Ist es gerechtfertigt, auch mit isolierten Diktatoren wie Lukaschenko Kontakt aufzunehmen? Ja, wenn das dazu dient, humanitäre Tragödien zu entspannen. Eine politische Aufwertung des Machthabers und seines Regimes muss aber vermieden werden. Über den Charakter von Lukaschenkos Regime in Belarus macht sich zumindest in Europa, abgesehen von einigen unerschütterlichen Putin-Propagandisten, kaum noch jemand Illusionen. Der einstige Sowchosen-Direktor regiert in der früheren Sowjetrepublik seit 27 Jahren mit zunehmend eiserner Hand.

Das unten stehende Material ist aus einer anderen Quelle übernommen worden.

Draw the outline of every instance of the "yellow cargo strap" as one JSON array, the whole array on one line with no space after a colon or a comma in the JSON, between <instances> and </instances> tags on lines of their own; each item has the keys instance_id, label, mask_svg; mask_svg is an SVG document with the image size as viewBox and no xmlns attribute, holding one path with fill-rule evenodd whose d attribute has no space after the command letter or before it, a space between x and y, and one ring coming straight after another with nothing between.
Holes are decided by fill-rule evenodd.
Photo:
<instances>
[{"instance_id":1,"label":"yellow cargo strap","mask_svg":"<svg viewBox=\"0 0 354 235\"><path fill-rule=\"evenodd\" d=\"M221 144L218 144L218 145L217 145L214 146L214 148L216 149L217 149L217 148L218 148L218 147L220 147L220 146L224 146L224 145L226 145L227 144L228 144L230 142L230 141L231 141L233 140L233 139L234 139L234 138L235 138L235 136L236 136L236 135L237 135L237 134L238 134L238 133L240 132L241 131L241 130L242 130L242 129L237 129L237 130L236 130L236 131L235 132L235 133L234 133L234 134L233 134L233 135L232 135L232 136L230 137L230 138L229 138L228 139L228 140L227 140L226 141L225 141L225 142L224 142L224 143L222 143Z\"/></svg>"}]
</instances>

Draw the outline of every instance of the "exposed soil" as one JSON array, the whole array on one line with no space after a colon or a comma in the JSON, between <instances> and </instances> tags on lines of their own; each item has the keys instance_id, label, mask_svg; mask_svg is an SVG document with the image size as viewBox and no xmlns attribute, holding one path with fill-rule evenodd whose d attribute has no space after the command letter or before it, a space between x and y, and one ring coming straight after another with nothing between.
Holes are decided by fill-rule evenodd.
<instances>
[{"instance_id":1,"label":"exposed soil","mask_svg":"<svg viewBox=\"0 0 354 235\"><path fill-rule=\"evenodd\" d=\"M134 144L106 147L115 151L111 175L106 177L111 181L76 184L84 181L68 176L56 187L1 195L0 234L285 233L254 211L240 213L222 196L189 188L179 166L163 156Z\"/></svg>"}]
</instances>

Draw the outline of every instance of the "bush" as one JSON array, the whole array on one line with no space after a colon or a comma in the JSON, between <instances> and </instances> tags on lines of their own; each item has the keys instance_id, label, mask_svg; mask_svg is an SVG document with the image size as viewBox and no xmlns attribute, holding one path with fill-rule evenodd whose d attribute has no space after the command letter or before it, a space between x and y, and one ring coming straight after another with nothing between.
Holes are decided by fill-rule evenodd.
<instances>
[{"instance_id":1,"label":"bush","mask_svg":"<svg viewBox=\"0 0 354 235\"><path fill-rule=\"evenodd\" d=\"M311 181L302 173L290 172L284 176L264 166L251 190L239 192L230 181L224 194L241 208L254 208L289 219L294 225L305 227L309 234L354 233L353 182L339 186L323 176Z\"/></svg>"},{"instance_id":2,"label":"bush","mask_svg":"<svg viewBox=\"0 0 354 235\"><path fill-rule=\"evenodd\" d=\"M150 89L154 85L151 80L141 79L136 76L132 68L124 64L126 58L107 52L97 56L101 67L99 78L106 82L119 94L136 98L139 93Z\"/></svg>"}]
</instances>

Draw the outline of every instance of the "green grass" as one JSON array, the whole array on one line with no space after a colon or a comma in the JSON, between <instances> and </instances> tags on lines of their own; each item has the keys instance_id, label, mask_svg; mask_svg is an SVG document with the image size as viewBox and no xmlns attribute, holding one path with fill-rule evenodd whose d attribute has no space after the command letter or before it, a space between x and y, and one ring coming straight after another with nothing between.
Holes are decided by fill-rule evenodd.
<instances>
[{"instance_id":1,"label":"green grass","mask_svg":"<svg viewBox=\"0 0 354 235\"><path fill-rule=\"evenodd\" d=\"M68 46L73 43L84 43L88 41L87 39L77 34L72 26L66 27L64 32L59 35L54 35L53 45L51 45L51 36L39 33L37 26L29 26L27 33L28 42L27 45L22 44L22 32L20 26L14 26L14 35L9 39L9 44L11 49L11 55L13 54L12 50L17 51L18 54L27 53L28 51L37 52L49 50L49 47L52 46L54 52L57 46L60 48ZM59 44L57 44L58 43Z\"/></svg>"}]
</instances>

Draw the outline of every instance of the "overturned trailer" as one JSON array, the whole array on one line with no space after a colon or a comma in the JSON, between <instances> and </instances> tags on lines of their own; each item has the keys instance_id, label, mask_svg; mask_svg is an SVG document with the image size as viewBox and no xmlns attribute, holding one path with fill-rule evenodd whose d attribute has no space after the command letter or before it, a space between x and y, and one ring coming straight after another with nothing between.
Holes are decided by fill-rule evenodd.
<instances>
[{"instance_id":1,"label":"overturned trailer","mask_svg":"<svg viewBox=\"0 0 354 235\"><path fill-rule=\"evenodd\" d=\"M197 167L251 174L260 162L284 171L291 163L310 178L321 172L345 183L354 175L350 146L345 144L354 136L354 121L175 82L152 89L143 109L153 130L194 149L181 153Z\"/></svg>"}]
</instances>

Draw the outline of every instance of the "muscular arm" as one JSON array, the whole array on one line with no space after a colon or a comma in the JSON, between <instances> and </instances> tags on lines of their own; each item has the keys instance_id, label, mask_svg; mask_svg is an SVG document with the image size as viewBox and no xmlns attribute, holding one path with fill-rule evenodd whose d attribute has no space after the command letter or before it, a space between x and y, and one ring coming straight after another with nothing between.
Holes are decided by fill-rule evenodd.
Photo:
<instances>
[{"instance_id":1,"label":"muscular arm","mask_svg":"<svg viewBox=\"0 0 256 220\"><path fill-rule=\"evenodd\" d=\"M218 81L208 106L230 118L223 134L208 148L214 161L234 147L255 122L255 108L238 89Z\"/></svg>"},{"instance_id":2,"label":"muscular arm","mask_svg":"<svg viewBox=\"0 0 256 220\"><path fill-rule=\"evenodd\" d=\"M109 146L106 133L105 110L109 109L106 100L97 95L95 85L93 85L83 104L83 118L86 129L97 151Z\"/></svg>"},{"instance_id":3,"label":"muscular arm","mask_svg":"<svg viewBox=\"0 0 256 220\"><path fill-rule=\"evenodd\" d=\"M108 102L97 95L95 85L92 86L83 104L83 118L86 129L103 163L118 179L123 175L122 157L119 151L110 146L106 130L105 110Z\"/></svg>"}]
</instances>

Spätestens seit den offenkundig gefälschten Präsidentschaftswahlen vom August 2020, gegen deren Resultat mehrere Wochen lang in Minsk und anderen Städten des Landes Hunderttausende von Demonstranten, angeführt hauptsächlich von Frauen, protestierten, weiss auch eine breite Öffentlichkeit im Westen genauer Bescheid über die tiefe Ablehnung der Lukaschenko-Herrschaft durch weite Teile der Bevölkerung.
Einblick in den Stil des Machthabers
Die Fernsehbilder von den martialischen Polizeieinsätzen gegen die friedlichen Demonstranten und den willkürlichen Verhaftungen werden sich in vielen Köpfen eingeprägt haben. Noch immer sitzen zwischen 2000 bis 3000 Regimegegner in Haft. Mehrere Tausend belarussische Bürger sind in den letzten anderthalb Jahren ins Ausland geflohen. Eine der Anführerin der Anti-Lukaschenko-Demonstrationen, Maria Kolesnikowa, weigerte sich, von der Polizei über die Grenze abgeschoben zu werden. Sie ist im September zu 11 Jahren Lagerhaft verurteilt worden.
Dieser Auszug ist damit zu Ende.